I CAME FROM EARTH

Follow this ceramic artist as he takes us on a philosophical journey of control and surrender from the desert of Salt Lake City, Utah to the remote village of la Encantada, Peru where he learns timeless lessons about one of the world’s oldest disciplines. Taking long, slow drags from a hand-rolled cigarette, the 25 year-old American artist begins his story.

Salt Lake City, UT

It’s all about releasing my mind to let my body do the work it knows how to do from thousands of hours on the wheel, thousands of hours sculpting clay from nothing into forms that resonate with the human condition. It is the art of transformation: literally incarnating solid form from raw earth. I am the artist facilitating the change. Ceramics and sculpting are about the opposing forces of control and surrender. I control my hands, the design, and provide intent while shaping the clay. But it’s also about surrendering to my natural urges, allowing my intent to be physically expressed without my mind consciously demanding every movement. Ultimately all ceramics artists surrender their skill, their control to the kiln’s fire, where nature takes over and the artist must wait and watch.
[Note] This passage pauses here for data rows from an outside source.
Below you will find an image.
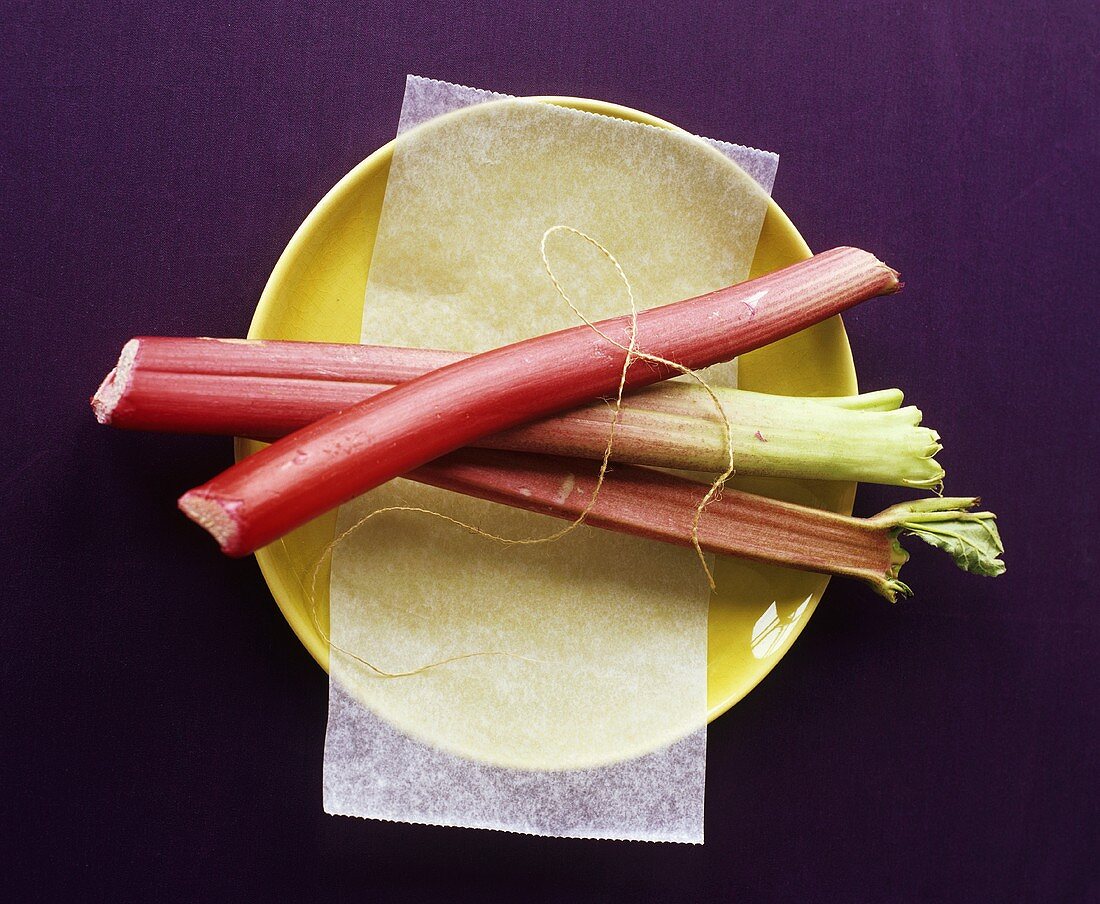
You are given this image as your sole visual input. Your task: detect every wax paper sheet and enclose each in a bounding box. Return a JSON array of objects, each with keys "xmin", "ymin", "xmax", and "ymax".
[
  {"xmin": 323, "ymin": 77, "xmax": 775, "ymax": 841},
  {"xmin": 396, "ymin": 76, "xmax": 779, "ymax": 195}
]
I have a unique intelligence that allows me to take your nose and sculpt clay into that shape. I can visualize the texture and contours in 3-D. I can imagine how the light will strike it and provide more or less detail as indicated for the participant. If you asked me to paint it, or draw it, or even describe it, you would have an inferior product. I see the same kind of obtuse intelligence in the eye of a musician hitting the note pitch perfect, or an MC freestyling with poetic aggression. It’s a lens with which I see the world, interpret it, and create it.

My study of the discipline is an exercise in exactly that, discipline. In Salt Lake City I ripped through every class available within my field and surpassed the teachers in some respects. They required me to learn the control, the absolute form and when I mastered that, they gave me assignments to explore unknown forms, materials and temperatures in the kiln. It takes hard, diligent work to excel in ceramics. You have the frat girls who come in wearing gloves to protect their nails, and you have the artist who can throw the most righteous bowl with interwoven colors, glazes in eight minutes. It takes a lot of space and equipment, neither of which is cheap. I’m fortunate to have my own studio just outside of downtown in which I can pursue discipline and enrapture myself in releasing.
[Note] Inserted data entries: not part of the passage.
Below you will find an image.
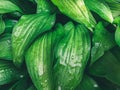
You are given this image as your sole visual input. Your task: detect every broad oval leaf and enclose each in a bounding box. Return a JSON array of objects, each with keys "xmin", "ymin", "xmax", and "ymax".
[
  {"xmin": 0, "ymin": 0, "xmax": 23, "ymax": 14},
  {"xmin": 75, "ymin": 75, "xmax": 101, "ymax": 90},
  {"xmin": 0, "ymin": 34, "xmax": 12, "ymax": 60},
  {"xmin": 85, "ymin": 0, "xmax": 113, "ymax": 23},
  {"xmin": 25, "ymin": 24, "xmax": 66, "ymax": 90},
  {"xmin": 0, "ymin": 60, "xmax": 25, "ymax": 85},
  {"xmin": 89, "ymin": 51, "xmax": 120, "ymax": 86},
  {"xmin": 12, "ymin": 13, "xmax": 56, "ymax": 67},
  {"xmin": 54, "ymin": 22, "xmax": 91, "ymax": 90},
  {"xmin": 51, "ymin": 0, "xmax": 96, "ymax": 31},
  {"xmin": 91, "ymin": 22, "xmax": 116, "ymax": 65}
]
Ceramics took me to la Encantada, Peru last spring to throw with indigenous peoples who have been making badass pottery for thousands of years. The bus to the village almost rolled off an impossibly high cliff, wheels spinning viciously –  I could have thrown a beautiful bowl off them. Working with these isolated, pristine people, I was struck by the fact that they are not trying to innovate. They have been perfecting the same art in the same way and it’s fucking good.
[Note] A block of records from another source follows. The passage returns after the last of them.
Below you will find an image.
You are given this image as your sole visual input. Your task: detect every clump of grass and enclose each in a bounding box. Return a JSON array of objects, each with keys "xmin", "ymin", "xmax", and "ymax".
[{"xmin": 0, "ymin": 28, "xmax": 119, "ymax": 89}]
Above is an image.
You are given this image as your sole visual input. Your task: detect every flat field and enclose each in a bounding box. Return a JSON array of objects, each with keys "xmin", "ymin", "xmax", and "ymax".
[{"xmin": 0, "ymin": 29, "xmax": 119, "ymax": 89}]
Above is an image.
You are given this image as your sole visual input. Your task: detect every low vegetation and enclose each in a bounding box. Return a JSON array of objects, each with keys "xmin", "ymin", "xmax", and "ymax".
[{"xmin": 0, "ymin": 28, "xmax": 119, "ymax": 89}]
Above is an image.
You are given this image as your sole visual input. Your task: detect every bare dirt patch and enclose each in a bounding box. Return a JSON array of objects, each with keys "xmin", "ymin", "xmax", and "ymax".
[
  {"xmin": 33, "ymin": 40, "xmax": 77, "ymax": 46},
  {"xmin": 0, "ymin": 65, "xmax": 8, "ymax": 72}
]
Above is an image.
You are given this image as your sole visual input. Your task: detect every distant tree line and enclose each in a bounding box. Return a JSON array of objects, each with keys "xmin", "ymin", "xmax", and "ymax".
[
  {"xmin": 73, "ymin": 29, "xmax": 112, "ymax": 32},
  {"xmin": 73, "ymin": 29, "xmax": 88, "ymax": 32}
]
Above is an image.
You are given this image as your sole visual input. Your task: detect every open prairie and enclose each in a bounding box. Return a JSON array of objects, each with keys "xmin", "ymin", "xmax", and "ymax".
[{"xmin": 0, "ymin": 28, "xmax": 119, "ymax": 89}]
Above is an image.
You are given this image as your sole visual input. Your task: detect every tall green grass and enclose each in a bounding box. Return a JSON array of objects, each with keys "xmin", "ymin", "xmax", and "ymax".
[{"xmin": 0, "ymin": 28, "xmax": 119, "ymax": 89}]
I was able to go to a tiny village to work with people who are totally divorced from the modern, western life I live in America because throwing, sculpting, ceramics, is not about the product. It’s much bigger. You are a part of the moment, the clay, the fire. I re-connect to where I came from – the earth. I divorce myself from the absolute form, embracing the fluidity each moment has the capacity to possess. Variation is inevitable in ceramics. The same process creates a different result each time the ritual is performed. Each firing is unique; each piece is unique. It’s all about controlling as little and surrendering it all.